Dans le cadre de cet effort, l’équipe a numérisé des milliers de photographies aériennes sur papier prises à partir d’avions à cockpit ouvert et collecté des images provenant de plusieurs satellites. Les chercheurs ont également supprimé la distorsion du terrain et utilisé des techniques de géoréférencement pour placer les photos aux bons endroits sur Terre.

“Il n’existe pas vraiment de processus automatisés pour numériser toutes ces photos”, a déclaré Larocca, qui a lancé le projet en 2018. “Un projet comme celui-ci demande beaucoup de personnes et beaucoup de travail manuel pour numériser et numériser toutes ces images analogiques. photos. Ensuite, nous avons dû faire un gros travail de prétraitement avant de réaliser nos mesures.”

Larocca, Axford et leur équipe ont également prolongé les enregistrements plus loin dans le temps en exploitant des indices cachés dans le paysage. Lorsque les glaciers grossissent puis reculent, ils laissent derrière eux une moraine terminale (sédiments transportés et déposés par un glacier, souvent sous la forme d’une longue crête). La localisation de ces moraines a permis aux chercheurs de cartographier les étendues de glaciers plus anciennes avant que les pilotes ne prennent leurs premières photos de survol au début des années 1930.

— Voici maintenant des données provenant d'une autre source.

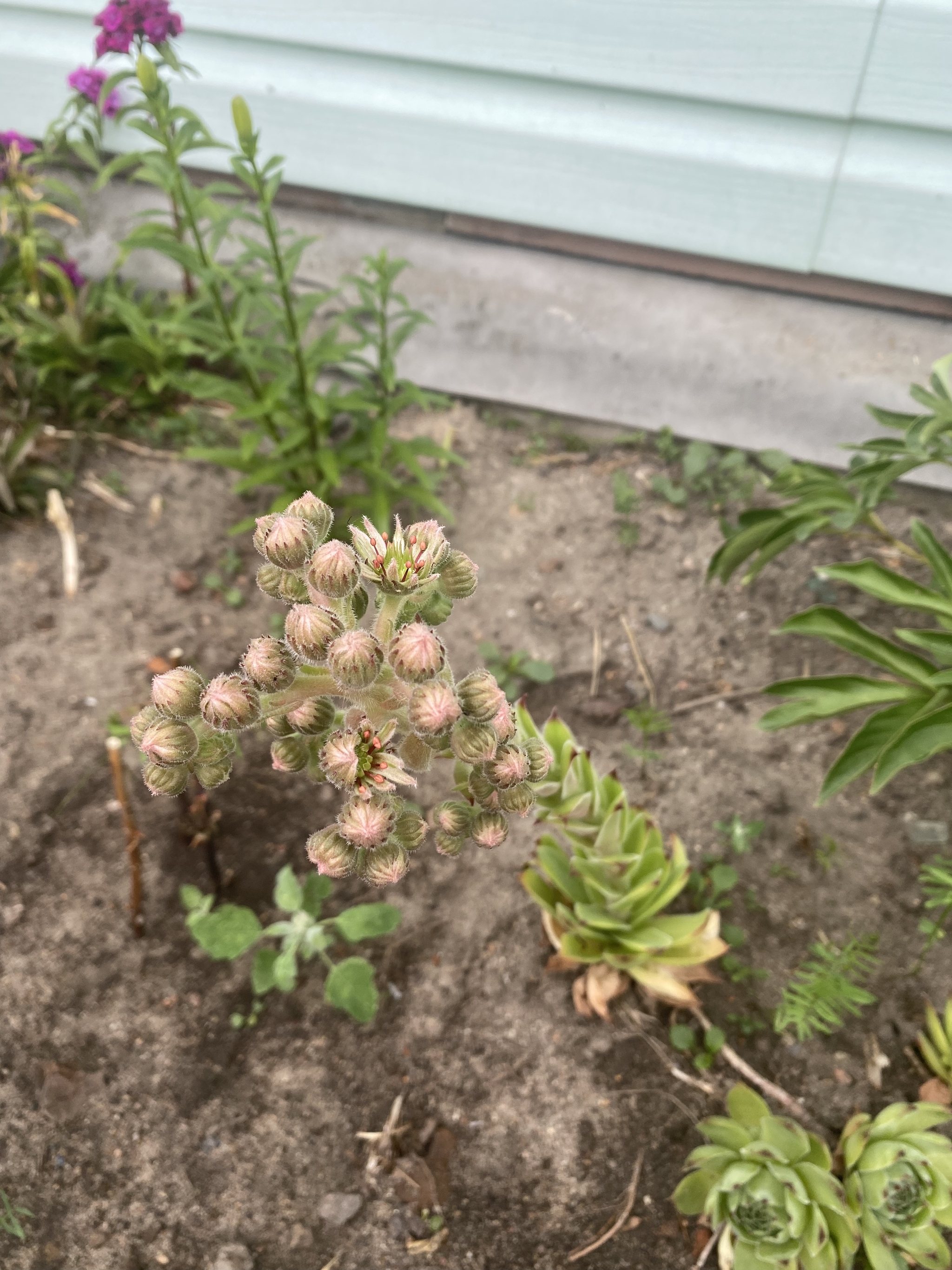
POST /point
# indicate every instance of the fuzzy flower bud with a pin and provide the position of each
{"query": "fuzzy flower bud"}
(457, 576)
(386, 865)
(313, 717)
(165, 780)
(433, 709)
(473, 742)
(230, 703)
(167, 744)
(409, 831)
(281, 585)
(480, 696)
(452, 817)
(540, 758)
(509, 766)
(177, 694)
(416, 653)
(139, 723)
(290, 755)
(334, 569)
(318, 515)
(355, 658)
(270, 665)
(331, 854)
(489, 830)
(309, 629)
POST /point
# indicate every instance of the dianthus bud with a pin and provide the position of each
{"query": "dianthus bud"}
(281, 585)
(433, 709)
(409, 831)
(450, 846)
(211, 775)
(473, 742)
(331, 854)
(309, 629)
(355, 658)
(489, 828)
(167, 744)
(270, 665)
(457, 576)
(230, 703)
(480, 696)
(386, 865)
(139, 723)
(509, 766)
(540, 758)
(313, 510)
(416, 653)
(290, 755)
(518, 799)
(165, 780)
(177, 692)
(334, 569)
(452, 817)
(313, 717)
(367, 822)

En utilisant comme référence les images de la fin du XXe siècle, Larocca, Axford et leur équipe ont également calculé le pourcentage de longueur perdue par les glaciers au cours des 20 dernières années. Ils ont constaté qu’en moyenne, les glaciers du sud du Groenland ont perdu 18 % de leur longueur, tandis que les glaciers des autres régions ont perdu entre 5 et 10 % de leur longueur au cours des 20 dernières années.

À mesure que les températures mondiales augmentent, il est devenu plus impératif que jamais de mieux comprendre comment la fonte des glaciers affectera la montée du niveau de la mer et les sources fiables d’eau douce.

“Les glaciers périphériques ne représentent qu’environ 4 % de la superficie totale couverte de glace du Groenland, mais ils contribuent à 14 % de la perte de glace actuelle de l’île, soit une part disproportionnée”, a déclaré Larocca. “Si l’on considère globalement tous les glaciers distincts de la calotte glaciaire du Groenland et de l’Antarctique, ils ont contribué à environ 21 % de l’élévation du niveau de la mer observée au cours des deux dernières décennies. Ces masses de glace plus petites constituent donc une partie importante du niveau de la mer. problème. Des millions de personnes dans le monde dépendent également des glaciers pour leur eau douce, leur agriculture et leur hydroélectricité. Il est donc très préoccupant que nous laissions cela continuer. Les choix que nous ferons au cours des prochaines années feront une énorme différence dans la quantité de glace que nous perdre.”